Dominante nella parte iniziale del libro è il tema della morte degli innocenti: Miseno che
viene punito da Tritone, i fanciulli morti anzitempo, le anime che si affollano presso la barca
di Caronte, i suicidi, Palinuro, sono personaggi la cui morte è inspiegabile e non è consolata
né dalla gloria né dalla pienezza di una vita vissuta fino alla maturità. La seconda parte del
libro è legata al tema del futuro luminoso di Roma, la città che i discendenti di Enea
fonderanno.

Anchise, il padre di Enea da poco scomparso, si assume il compito di profeta e illustra le


anime dei grandi di Roma, incarnando il tema politico della celebrazione della gloria futura
e dall'alta missione civilizzatrice. Questa carrellata si interrompe solo tra i vv. 847-853, in cui
troviamo in pochi versi la celebrazione della missione storica di Roma introdotta da un
Priamel, ovvero un’elencazione di alternative all’interno delle quali viene inserita l’unica via
che deve essere seguita dal popolo romano: reggere i popoli con la propria autorità,
imporre la pace risparmiando i supplici e sconfiggendo i superbi. Una sorta di propaganda
del regime augusteo, che non a caso aveva fatto della pace uno dei suoi imperativi
fondamentali. L'opera di Enea sarà dura, richiederà coraggio e forza di sopportazione, sarà
segnata dalla vittoria finale, ma anche da numerose sconfitte e gravi dolori: tutto questo gli
è richiesto in quanto realizzatore della funzione provvidenziale che il Fato gli ha assegnato.
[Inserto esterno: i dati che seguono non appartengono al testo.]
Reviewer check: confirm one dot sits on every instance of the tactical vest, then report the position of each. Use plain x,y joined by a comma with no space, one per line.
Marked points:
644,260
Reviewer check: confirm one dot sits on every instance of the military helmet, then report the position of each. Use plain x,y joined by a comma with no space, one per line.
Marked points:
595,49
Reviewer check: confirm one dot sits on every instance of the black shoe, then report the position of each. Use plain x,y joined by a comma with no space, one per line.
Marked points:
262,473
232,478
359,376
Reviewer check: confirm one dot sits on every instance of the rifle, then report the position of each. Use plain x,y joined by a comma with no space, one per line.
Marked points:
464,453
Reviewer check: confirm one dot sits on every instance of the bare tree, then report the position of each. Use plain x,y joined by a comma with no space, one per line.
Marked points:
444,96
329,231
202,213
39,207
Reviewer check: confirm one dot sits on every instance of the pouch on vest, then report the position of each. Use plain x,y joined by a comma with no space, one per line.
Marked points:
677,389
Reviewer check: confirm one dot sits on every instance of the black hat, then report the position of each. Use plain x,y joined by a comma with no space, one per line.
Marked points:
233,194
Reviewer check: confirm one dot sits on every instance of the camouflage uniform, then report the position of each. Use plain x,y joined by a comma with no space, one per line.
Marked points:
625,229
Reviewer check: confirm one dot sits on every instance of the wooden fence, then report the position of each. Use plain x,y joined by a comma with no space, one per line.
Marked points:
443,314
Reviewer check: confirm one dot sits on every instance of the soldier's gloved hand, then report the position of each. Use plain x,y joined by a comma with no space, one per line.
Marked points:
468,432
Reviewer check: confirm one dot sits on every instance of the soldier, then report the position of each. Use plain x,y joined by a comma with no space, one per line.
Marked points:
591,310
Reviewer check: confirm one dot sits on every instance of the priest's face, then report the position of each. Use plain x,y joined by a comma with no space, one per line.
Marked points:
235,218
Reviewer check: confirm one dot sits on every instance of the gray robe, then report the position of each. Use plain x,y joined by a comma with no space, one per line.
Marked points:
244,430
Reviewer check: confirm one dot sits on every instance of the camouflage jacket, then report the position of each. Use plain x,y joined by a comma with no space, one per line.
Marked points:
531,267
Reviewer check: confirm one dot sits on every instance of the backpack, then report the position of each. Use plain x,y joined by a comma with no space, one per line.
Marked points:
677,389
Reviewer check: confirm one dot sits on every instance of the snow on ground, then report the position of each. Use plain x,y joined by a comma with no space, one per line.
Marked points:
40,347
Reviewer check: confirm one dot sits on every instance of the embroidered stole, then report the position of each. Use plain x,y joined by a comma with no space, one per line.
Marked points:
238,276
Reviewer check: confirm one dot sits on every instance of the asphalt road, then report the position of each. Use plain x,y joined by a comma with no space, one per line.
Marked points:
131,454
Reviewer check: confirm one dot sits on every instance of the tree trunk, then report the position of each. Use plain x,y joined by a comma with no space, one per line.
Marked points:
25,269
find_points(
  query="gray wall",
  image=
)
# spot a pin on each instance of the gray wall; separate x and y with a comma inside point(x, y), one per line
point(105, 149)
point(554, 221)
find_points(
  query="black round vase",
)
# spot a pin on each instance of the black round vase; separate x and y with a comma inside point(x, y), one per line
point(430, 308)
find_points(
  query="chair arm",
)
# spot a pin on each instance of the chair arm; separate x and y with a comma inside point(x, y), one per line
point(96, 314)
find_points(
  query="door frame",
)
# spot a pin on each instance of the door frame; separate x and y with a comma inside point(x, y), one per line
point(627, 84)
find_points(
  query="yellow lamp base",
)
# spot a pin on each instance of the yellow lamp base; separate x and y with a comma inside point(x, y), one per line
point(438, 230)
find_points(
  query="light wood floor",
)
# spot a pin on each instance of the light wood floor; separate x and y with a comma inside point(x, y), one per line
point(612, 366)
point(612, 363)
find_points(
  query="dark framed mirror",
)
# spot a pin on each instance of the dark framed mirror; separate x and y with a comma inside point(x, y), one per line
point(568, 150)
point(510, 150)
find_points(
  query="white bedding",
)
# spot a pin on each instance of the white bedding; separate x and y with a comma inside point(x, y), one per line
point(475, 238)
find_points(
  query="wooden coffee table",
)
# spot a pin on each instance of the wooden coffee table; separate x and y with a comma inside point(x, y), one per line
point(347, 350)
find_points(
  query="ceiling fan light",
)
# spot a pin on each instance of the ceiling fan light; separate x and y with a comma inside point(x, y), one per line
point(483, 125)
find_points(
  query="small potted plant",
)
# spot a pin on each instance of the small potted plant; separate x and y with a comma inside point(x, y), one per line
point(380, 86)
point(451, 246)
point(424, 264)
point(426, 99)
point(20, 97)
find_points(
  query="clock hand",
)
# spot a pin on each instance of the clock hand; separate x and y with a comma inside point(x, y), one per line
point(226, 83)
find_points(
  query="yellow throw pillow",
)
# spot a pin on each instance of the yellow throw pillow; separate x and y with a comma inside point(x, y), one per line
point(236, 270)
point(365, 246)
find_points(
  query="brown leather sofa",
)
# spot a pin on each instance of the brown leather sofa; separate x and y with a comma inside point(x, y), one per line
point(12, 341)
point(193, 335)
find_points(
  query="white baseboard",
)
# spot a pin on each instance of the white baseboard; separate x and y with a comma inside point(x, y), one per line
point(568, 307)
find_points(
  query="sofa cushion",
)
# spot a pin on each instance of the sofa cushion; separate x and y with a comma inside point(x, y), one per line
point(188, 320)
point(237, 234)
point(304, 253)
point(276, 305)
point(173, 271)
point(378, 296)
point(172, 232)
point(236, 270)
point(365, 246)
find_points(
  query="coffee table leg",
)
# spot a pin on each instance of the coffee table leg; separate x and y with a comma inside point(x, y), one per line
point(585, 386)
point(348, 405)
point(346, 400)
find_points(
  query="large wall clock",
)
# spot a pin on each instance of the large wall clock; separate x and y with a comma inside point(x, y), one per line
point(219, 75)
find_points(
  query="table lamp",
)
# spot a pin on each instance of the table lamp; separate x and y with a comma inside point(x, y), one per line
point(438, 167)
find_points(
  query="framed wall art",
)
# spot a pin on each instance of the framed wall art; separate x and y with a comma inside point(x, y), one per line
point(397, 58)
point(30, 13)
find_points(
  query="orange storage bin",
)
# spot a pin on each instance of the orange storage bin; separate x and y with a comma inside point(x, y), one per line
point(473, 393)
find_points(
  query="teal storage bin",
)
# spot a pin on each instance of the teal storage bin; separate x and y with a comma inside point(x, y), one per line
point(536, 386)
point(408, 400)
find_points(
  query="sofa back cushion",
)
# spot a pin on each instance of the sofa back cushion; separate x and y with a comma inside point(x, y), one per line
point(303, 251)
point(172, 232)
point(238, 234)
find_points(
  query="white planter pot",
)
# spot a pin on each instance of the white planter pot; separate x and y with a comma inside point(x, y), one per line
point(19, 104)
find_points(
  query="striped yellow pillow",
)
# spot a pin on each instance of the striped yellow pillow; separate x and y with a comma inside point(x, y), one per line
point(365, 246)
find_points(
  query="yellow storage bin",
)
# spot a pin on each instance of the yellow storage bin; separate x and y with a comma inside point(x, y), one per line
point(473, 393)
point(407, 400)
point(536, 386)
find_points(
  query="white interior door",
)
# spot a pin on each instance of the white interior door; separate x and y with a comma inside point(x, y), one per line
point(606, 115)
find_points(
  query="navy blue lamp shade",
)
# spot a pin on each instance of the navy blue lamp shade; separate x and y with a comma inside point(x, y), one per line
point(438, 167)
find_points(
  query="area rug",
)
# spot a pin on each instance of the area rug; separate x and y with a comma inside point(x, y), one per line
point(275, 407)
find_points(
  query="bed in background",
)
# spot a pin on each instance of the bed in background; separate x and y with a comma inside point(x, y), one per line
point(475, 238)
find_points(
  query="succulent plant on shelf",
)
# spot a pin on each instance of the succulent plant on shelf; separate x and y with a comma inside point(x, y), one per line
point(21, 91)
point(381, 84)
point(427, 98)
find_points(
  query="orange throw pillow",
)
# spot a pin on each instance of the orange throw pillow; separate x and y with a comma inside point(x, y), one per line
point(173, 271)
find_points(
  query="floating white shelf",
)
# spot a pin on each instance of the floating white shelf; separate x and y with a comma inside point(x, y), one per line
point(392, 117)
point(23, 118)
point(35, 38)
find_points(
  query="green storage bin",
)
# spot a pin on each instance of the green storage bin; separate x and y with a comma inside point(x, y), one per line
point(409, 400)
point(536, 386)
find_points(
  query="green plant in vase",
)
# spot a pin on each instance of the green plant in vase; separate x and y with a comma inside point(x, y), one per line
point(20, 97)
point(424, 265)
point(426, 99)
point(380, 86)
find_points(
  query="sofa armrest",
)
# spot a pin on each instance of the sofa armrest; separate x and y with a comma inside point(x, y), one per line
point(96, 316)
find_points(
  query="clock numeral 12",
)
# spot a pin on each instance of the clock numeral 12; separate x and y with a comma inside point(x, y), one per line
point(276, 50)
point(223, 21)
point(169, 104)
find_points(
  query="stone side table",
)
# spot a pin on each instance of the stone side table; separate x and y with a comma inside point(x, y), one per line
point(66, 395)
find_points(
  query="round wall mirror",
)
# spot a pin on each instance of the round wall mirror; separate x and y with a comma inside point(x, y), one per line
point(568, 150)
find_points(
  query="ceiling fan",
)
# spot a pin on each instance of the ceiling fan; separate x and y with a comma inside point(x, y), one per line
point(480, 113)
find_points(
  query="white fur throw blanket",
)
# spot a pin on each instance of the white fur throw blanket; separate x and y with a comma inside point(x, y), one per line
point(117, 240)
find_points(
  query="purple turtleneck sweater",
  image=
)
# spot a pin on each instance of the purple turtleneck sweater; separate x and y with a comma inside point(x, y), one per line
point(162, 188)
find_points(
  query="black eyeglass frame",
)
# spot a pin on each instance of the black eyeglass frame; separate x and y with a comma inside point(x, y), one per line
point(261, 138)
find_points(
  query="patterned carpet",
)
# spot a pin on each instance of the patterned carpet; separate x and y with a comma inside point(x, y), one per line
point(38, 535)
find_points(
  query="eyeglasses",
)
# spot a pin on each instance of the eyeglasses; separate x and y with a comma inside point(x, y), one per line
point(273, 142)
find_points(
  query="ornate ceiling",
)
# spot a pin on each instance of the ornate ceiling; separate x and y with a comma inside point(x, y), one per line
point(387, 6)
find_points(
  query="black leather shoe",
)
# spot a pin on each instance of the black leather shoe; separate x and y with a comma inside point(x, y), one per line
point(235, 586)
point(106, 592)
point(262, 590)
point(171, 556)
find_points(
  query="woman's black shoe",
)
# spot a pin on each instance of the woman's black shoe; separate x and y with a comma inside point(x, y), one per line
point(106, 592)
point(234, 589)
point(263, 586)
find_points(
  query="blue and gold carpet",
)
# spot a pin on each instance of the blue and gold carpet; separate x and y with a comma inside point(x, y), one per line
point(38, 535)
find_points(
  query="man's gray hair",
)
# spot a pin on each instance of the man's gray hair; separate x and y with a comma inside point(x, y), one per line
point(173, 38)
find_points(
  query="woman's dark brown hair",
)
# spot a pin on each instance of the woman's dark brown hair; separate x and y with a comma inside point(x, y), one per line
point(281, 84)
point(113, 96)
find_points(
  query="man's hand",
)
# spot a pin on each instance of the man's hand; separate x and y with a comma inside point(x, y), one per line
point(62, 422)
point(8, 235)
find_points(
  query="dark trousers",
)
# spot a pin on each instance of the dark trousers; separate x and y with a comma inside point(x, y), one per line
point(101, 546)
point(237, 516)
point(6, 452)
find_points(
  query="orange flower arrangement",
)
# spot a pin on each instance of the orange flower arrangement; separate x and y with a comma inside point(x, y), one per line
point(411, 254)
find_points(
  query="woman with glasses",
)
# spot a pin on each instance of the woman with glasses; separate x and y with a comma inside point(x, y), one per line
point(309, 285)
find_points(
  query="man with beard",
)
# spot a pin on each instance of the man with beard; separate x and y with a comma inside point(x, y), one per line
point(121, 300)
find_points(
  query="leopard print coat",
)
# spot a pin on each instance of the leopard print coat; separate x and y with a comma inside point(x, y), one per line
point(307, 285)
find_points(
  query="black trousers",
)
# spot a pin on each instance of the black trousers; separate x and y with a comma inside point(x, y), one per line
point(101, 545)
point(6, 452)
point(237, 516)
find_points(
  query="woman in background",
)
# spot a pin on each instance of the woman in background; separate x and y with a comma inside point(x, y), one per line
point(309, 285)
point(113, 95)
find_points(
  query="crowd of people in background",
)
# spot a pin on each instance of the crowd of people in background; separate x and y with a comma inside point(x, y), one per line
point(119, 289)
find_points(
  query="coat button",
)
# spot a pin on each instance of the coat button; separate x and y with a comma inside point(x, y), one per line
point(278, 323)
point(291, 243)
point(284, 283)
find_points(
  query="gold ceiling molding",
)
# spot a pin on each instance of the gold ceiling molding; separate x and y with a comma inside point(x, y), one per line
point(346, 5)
Anchise prosegue la sua descrizione con due personaggi dallo stesso nome, Claudio
Marcello. L’opposizione tra i due non potrebbe essere più grande: il primo, vincitore sui
Galli e i Cartaginesi, giunse addirittura a portare nel 222 a.C. nel tempio di Giove Feretrio le
spoliae opimae di un re vinto in duello mentre le virtù del giovane Marcello, figlio della
sorella di Augusto e morto prematuramente nel 23 a.C. a soli diciannove anni, sono solo
potenziali e non destinate a venire mai alla luce. Proprio con questo contrasto tra gloria in
atto e gloria in potenza si conclude la carrellata dei grandi personaggi della Roma
repubblicana: il messaggio di Virgilio è che la storia è fatta di sofferenza e che il dolore è
ineliminabile dalla vita umana.
L'incontro tra Enea e Anchise, scopo primario della discesa agli Inferi, chiude
significativamente il libro e apre la parte successiva del poema: la profezia, posta alla fine
dei primi sei libri, quando ormai sono prossime a concludersi le peregrinazioni dei Troiani,
ribadisce la futura grandezza di Roma e riconforta Enea mentre sta per affrontare nuove
prove. Alcuni elementi del racconto, quali il ramo d'oro, la porta dell'aldilà da cui Enea
ritorna, il viaggio stesso, assumono significati simbolici, difficilmente definibili, ma
confermano il destino eccezionale dell'eroe, scelto per questa straordinaria avventura

Lo stile di questo brano è caratterizzato dalla prevalenza per le strutture sintattiche


complesse, movimentate ed arricchite dal frequente utilizzo di enjambements e iperbati.